Experts from business, academia and the civil service discussed the implications of the growing role of public companies in the private sector. Why has this happened? “Following the successful rescue of UBS, the state now feels fully justified in getting involved, rather than sticking strictly to past practice”, said Rudolf Minsch. Fearing an insidious “nationalisation” of Swiss business, he argued the priority now was a rethink on economic policy; after all, Switzerland hadn’t grown rich on subsidies and dirigisme, both of which carried high opportunity costs.

The unwelcome consequences of tax competition

For Johannes Reich, Assistant Professor of Constitutional and Commercial Law at Zurich University, tax competition and so called “new public management” are among the factors tempting the public sector to take a bigger role in business.

Avenir Suisse’s 7th Annual Workshop on Competition Policy; Samuel Rutz, Johannes Reich und Oliver Stehmann (from left to right)

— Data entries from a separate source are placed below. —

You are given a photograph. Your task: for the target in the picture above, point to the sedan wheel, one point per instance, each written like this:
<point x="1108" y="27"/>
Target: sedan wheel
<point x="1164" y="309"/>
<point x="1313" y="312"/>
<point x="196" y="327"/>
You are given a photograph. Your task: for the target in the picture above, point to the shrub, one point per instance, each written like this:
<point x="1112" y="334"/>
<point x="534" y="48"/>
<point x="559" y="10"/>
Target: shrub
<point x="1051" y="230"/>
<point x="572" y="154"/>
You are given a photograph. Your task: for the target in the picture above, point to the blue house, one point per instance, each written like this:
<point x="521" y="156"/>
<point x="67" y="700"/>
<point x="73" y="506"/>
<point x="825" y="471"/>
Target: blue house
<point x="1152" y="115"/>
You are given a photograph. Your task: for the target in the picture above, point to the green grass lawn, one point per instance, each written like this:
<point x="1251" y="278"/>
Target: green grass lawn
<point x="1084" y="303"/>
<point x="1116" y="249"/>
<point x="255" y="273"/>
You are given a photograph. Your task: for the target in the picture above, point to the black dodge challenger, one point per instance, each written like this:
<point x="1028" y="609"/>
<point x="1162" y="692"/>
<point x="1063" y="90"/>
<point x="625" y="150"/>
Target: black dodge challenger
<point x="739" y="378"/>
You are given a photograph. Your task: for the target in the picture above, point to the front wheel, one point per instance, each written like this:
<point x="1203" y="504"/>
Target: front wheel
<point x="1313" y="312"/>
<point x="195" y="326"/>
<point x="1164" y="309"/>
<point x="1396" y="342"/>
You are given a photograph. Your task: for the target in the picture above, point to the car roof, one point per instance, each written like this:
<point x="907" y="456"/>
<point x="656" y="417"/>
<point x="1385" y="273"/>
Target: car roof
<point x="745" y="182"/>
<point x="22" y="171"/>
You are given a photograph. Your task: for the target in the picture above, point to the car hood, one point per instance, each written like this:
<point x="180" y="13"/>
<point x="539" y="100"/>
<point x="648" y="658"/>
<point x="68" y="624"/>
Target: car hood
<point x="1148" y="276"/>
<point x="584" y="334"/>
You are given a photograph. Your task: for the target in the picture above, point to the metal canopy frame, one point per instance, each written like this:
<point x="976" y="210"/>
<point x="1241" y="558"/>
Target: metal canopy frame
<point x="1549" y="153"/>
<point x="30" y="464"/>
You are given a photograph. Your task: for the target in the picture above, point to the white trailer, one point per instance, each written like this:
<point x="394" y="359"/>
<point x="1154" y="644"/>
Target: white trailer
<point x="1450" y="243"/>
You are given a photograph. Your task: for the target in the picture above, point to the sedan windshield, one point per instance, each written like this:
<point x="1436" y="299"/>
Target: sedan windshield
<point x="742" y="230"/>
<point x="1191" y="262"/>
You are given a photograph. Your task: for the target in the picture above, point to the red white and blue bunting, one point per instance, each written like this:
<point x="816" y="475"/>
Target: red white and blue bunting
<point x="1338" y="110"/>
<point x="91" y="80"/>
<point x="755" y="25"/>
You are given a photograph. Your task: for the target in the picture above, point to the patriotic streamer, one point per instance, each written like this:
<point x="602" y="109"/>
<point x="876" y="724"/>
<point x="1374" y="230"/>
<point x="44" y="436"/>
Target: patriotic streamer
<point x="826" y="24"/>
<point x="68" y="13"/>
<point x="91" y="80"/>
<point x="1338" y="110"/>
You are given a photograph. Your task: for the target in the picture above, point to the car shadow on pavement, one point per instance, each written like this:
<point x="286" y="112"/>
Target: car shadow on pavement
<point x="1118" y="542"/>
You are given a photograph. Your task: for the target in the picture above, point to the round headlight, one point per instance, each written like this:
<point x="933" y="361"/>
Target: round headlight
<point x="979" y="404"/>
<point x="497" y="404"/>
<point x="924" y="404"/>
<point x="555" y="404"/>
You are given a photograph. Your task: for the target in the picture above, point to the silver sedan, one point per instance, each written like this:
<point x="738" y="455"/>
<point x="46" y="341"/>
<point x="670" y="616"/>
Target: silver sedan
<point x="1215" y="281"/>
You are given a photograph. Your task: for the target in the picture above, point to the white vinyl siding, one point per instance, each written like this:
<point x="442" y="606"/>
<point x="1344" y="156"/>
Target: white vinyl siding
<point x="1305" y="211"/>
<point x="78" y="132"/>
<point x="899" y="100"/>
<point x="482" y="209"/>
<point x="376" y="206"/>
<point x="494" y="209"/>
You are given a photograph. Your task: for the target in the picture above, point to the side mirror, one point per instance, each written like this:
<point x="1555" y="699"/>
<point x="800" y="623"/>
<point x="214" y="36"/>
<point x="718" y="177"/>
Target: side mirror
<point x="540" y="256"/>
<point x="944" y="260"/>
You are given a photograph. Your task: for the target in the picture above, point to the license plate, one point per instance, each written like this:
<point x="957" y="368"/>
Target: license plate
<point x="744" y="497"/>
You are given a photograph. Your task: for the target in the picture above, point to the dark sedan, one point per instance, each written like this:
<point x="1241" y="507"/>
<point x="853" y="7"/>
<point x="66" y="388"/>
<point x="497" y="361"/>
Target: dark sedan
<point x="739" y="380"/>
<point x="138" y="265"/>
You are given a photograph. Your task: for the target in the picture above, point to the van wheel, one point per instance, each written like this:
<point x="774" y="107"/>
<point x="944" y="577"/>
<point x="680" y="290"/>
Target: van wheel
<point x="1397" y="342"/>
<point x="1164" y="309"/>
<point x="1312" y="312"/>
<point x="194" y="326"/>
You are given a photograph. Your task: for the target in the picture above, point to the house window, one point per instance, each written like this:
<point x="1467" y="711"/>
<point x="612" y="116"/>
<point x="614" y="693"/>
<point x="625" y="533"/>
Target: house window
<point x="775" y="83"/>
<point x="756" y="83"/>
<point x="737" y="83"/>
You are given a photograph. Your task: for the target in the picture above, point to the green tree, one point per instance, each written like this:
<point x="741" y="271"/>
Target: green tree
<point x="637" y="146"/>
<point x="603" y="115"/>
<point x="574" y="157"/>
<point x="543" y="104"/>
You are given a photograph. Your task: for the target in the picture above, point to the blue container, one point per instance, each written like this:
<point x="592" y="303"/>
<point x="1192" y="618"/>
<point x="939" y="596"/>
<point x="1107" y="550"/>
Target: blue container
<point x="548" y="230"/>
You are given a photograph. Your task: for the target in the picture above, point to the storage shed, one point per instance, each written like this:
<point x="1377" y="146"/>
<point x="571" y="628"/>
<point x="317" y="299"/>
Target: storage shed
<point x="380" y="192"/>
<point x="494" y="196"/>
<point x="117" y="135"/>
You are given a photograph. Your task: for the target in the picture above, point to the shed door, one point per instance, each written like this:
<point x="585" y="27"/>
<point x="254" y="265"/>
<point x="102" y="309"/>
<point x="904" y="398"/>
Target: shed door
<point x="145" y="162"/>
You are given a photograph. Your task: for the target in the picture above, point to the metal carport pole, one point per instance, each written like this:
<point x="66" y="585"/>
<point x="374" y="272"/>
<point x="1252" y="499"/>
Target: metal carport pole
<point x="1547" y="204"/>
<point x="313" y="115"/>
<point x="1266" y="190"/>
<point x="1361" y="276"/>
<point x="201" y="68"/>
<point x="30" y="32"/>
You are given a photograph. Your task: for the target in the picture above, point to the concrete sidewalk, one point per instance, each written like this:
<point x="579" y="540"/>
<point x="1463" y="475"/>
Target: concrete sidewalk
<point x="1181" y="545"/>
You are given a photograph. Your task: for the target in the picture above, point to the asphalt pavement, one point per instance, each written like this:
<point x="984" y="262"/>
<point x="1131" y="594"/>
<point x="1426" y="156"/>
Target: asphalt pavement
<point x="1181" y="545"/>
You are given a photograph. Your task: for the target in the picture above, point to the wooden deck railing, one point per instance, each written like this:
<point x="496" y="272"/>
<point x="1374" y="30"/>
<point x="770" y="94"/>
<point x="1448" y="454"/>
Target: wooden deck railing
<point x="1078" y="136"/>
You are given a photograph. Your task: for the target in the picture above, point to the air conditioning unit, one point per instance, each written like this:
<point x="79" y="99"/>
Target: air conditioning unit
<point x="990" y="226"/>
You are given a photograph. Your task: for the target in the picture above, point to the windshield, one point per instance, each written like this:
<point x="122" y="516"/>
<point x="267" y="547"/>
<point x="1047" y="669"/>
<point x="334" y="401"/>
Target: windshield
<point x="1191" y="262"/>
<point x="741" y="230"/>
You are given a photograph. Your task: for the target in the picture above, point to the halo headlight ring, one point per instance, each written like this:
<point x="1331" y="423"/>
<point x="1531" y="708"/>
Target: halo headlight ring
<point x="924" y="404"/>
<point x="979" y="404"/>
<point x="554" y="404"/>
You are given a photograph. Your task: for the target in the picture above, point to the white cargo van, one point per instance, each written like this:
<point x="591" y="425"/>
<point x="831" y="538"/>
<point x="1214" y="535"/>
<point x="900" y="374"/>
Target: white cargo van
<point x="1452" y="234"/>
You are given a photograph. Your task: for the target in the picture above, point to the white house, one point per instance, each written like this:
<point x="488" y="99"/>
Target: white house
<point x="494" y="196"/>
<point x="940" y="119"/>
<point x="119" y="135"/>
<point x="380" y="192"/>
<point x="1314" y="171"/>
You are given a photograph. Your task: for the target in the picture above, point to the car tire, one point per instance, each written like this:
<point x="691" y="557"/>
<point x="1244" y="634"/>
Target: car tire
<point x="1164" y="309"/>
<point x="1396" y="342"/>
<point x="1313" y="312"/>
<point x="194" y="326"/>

Avenir Suisse’s 7th Annual Workshop on Competition Policy; Samuel Rutz, Johannes Reich und Oliver Stehmann (from left to right)

Using the Federal Supreme Court’s judgement of 2 May 2010 on Glarnersach – the public sector property and casualty insurer of the canton of Glarus – as a text book example, he showed how a company had exploited its monopoly as Glarus’s buildings insurer to spread into other cantons and activities.

That growth was given democratic legitimacy no less than three times: by the cantonal Landesgemeinde (an an assembly of eligible citizens of Glarus – Swiss direct democracy at its purest ed), the cantonal constitution, and even Switzerland’s Bundesversammlung (a special assembly of both houses of parliament ed), which found the cantonal constitution did not contravene federal law. This example spotlights the difficulties that follow when para-statal monopolists subsequently expand to become direct competitors of private companies.

Subsidies are expensive

“Not every form of aid is bad”, said Oliver Stehmann of the European Commission’s competition directorate in his presentation, which expounded on the economic variables helping to determine whether state aid was permissible or not. There are forms of aid, which are legal, and are accordingly excluded from normal cost-benefit analyses, such as certain regional assistance programmes, restructurings or certain types of public services. By contrast, subsidies which significantly restrict competition and are deemed deleterious would be banned.

Avenir Suisse’s 7th Annual Workshop on Competition Policy: Johannes Reich, Oliver Stehmann, Rudolf Minsch und Matthias Oesch (from left to right)

Avenir Suisse’s 7th Annual Workshop on Competition Policy: Johannes Reich, Oliver Stehmann, Rudolf Minsch und Matthias Oesch (from left to right)

The EU’s state aid rules limit and discipline the policies of individual member states. The latter, for example, cannot just replace former customs barriers with less blatant measures like cheap loans, export credit guarantees or tax breaks. Any such “beggar thy neighbour” race on subsidies would lead to higher costs for all and for the single internal market.

Matthias Oesch, Professor for Public, European and International public law at Zurich University showed in his speech how closely Switzerland already has to observe treaty-based international subsidy rules. This applies particularly to the rules of the World Trade Organisation and to specific bilateral agreements with the EU (Free Trade Agreement of 1972, Air Traffic Accord of 1999). The same would apply to the ongoing negotiations between Bern and Brussels on a wide ranging energy pact, in which the EU would certainly insist on Switzerland adhering to EU subsidy rules, he argued. That could be particularly complicated, he believed, given the fragmented ownership of Switzerland’s energy companies, where private, semi-private and public entities all participate. He added that similar subsidy restrictions could “meander” into other fields.

What limits for public companies?

The question of whether Switzerland needed an EU-style ban on state subsidies stirred debate: Matthias Oesch und Johannes Reich, the two law professors, argued Switzerland’s existing legal framework wasn’t adequate to prevent competition being distorted by subsidies. The free market alone was simply unable to compensate for missing rules, they said. Rudolf Minsch called for a return to simpler regulations for the institutional framework of the economy, and against additional laws, as these – as the EU example demonstrated – only came at the cost of major administrative and financial burdens. Samuel Rutz of Avenir Suisse closed the discussion, concluding that all the panellists were broadly agreed about the problems of public enterprises expanding into the private sector. Talks on the appropriate restrictions should, however, be taken up and pursued forthwith.